2.In the paper under review, the authors imply that “this is the first documentation of circRNA-mediated immune response of honey bee to N. ceranae infection” (Lines 116-117). This seems to be true, as another publication (https://link.springer.com/article/10.1007/s00253-019-10159-9) describes the role of DEcircRNAs in immune response to invasion in general terms, not pertaining to a particular disease, though indicating importance for microsporidiosis and chalkbrood. And though the authors cite this paper in relation to methodology, the previous findings are not compared to the novel ones in terms of immune function regulation. Moreover, I cannot understand what is the reason of submission of two distinct preprints to bioarxiv.org with partially overlapping sets of authors: “CircRNA-regulated immune response of Asian honey bee workers to microsporidian infection” (https://www.biorxiv.org/content/10.1101/2022.06.30.498258v1.full.pdf) and “Deciphering the mechanism underlying circRNA-mediated immune responses of western honeybees to Vairimorpha ceranae infection” (https://www.biorxiv.org/content/10.1101/2020.10.25.353938v1.full.pdf). Both of these “papers” pretend to be the first study of involvement of circRNAs in honey bee immune response to the microsporidiosis.

Response: Thank you so much for your valuable comment. In fact, these two preprints you mentioned were posted by our group, which focused on interaction between two bee species including western honey bee (Apis mellifera) and eastern honey bee (Apis cerana) and two fungal pathogen/parasite such as Vairimorpha ceranae (parasite of bee nosimosis) and Ascosphaera apis (pathogen of chalkbrood disease). Previously, we conducted characterization and investigation of circRNAs in A. mellifera and A. cerana, two sister bee species widely used in apicultural practice in China and many other countries, aiming to unclose immune responses of the aforementioned two bee species and compare their difference, so we posted two preprints in bioRxiv.

On basis of the date of publication, this study should be the first report of involvement of circRNAs in honey bee immune response to N. ceranae infection. Accordingly, we will modify related description in “CircRNA-regulated immune response of Asian honey bee workers to microsporidian infection”. In view of that this manuscript was posted ahead of the preprint “CircRNA-regulated immune response of Asian honey bee workers to microsporidian infection”, we compared the findings in this current work with the results in our another published article associated with A. cerana circRNAs (https://link.springer.com/article/10.1007/s00253-019-10159-9) in terms of A. cerana immune defense. It’s observed that in midgut of A. cerana, target genes of circRNAs were annotated to immune system process and nine immune-related pathways (FoxO signaling pathway, Phagosome, Lysosome, Endocytosis, Drug metabolism-cytochrome P450, Metabolism of xenobiotics by cytochrome P450, MAPK signaling pathway–fly, Jak-STAT signaling pathway, and Ubiquitin mediated proteolysis). Comparatively, target genes of DEcircRNAs in this study were annotated to response to stimulus and six immune-related pathways (Endocytosis, Phagosome, Lysosome, Ubiquitin mediated proteolysis, Metabolism of xenobiotics by cytochrome P450, and FoxO signaling pathway). The comparison indicated that circRNAs in A. mellifera and A. cerana were potentially involved in the immune defense system and six immune-related pathways (Endocytosis, Phagosome, Lysosome, Ubiquitin mediated proteolysis, Metabolism of xenobiotics by cytochrome P450, and FoxO signaling pathway) and further participate in host immune response to N. ceranae invasion.

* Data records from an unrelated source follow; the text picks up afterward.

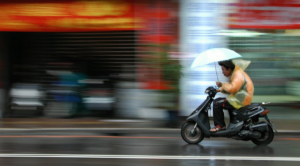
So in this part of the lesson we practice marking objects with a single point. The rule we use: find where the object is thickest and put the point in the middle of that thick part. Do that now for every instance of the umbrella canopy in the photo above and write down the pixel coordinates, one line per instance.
(214, 55)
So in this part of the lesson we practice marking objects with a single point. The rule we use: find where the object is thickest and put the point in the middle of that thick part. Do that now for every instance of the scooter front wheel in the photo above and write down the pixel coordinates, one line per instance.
(191, 134)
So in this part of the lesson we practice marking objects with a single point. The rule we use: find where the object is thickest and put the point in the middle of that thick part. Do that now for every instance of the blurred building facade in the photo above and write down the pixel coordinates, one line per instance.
(80, 54)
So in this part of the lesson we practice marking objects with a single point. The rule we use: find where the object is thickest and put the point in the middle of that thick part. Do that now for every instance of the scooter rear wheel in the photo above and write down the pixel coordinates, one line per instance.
(267, 137)
(189, 137)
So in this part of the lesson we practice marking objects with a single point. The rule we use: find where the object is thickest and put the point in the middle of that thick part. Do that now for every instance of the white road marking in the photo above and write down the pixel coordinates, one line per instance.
(153, 157)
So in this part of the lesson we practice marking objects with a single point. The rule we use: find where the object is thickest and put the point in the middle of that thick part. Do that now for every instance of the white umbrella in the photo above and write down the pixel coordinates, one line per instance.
(214, 55)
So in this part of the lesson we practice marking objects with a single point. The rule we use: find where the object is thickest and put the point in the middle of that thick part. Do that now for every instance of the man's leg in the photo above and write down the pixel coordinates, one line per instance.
(218, 112)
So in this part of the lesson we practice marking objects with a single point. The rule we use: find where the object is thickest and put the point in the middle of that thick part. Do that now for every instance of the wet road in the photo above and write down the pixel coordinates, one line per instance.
(94, 148)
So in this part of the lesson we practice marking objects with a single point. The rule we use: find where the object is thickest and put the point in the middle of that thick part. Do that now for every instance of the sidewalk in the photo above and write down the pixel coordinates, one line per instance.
(115, 126)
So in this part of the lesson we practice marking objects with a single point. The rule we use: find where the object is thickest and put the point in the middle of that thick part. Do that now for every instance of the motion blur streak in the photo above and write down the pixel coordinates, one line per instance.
(83, 136)
(154, 157)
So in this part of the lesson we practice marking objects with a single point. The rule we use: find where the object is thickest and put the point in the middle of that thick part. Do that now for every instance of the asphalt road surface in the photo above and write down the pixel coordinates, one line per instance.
(89, 148)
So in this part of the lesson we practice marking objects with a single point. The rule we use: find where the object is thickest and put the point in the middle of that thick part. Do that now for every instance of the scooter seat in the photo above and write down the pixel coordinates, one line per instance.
(248, 107)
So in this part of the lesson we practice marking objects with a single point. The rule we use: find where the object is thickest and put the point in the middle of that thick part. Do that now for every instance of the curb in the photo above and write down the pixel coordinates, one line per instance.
(121, 130)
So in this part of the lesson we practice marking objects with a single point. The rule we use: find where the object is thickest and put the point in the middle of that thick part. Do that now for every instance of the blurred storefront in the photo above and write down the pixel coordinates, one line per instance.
(50, 45)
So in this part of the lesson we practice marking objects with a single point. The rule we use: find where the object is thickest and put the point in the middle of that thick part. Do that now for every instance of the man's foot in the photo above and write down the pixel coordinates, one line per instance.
(218, 128)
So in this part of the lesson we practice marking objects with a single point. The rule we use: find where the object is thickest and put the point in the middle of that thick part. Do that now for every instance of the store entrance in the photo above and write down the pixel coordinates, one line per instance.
(67, 74)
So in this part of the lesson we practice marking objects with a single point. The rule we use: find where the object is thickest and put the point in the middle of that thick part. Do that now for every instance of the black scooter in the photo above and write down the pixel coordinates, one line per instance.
(244, 123)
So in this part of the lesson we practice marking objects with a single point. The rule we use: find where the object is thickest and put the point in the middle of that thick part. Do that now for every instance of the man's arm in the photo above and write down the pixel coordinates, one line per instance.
(235, 85)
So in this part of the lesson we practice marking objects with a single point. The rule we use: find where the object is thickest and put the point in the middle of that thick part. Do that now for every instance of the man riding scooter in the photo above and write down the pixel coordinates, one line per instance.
(240, 91)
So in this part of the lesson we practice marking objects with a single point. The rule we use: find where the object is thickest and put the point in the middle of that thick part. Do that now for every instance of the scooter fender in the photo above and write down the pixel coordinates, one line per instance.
(202, 122)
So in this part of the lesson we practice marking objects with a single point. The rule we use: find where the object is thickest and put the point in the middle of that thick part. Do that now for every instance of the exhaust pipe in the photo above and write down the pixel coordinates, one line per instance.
(262, 127)
(249, 134)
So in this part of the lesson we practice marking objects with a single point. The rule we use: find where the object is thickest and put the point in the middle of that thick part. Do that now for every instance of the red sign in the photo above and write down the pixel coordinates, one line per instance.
(68, 15)
(267, 14)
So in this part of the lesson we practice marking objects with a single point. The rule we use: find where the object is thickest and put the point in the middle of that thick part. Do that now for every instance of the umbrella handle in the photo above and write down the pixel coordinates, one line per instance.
(216, 72)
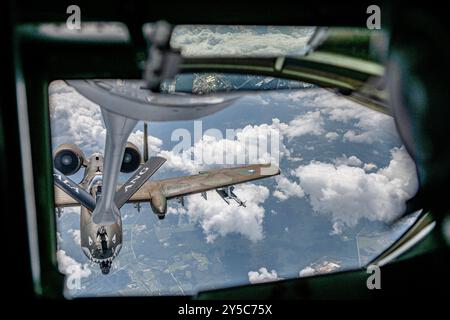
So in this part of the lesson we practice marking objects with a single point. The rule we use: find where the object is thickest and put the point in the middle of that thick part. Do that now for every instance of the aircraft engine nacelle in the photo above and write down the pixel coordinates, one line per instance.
(131, 158)
(158, 203)
(68, 159)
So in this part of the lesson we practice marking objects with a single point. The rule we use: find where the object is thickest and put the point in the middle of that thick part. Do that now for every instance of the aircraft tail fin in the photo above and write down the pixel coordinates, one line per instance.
(74, 190)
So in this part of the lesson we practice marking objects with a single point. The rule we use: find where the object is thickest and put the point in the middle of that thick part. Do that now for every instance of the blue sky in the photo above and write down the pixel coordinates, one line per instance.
(344, 174)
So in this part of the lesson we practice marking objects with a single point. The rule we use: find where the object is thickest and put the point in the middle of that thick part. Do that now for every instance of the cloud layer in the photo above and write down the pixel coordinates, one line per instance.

Additionally, contents of comparison of circRNAs and circRNA-regulated immune responses between A. cerana and A. mellifera were added in the revised manuscript.

 

3.It is not obvious why, though indicating that circRNAs are conserved among a broad spectrum of animals, including various insects, authors study conservation only in two honey bee species and human

Response: Currently, study on insect circRNAs is limited. Since we were interested in conservation among circRNAs in various insects, when performing conservation analysis of circRNAs, we tried to download sequences of reported cicrRNAs’ source genes in other insects including Drosophila melanogaster, Bombyx mori, and honey bee, but we found only raw data from deep sequencing was deposited in public databases such as NCBI SRA, sequences of circRNAs’ source genes were unavailable. Therefore, we conducted conservation investigation of circRNAs in A. mellifera, A. cerana, and human, the result could reveal conservation among circRNAs in insects and mammals to some extent. Accordingly, we made necessary modification in the revised version of manuscript and we believe that the conclusion “16 circRNAs (novel_circ_002387, novel_circ_008844, novel_circ_008846, nov-el_circ_008847, etc.) were highly conserved in all three species mentioned above, suggestive of pivotal function of them in both honey bees and human, thus deserving additional investigation”

 

4.the format of biobliographical references should be double checked

Response: Following your comment of importance, the format of each reference was seriously examined followed by necessary correction.

 

5.Style and grammar need reconsideration, below are some examples

Line 88: circRNAs can resist the digestion of RNase R – “digestion of” or “digestion by”?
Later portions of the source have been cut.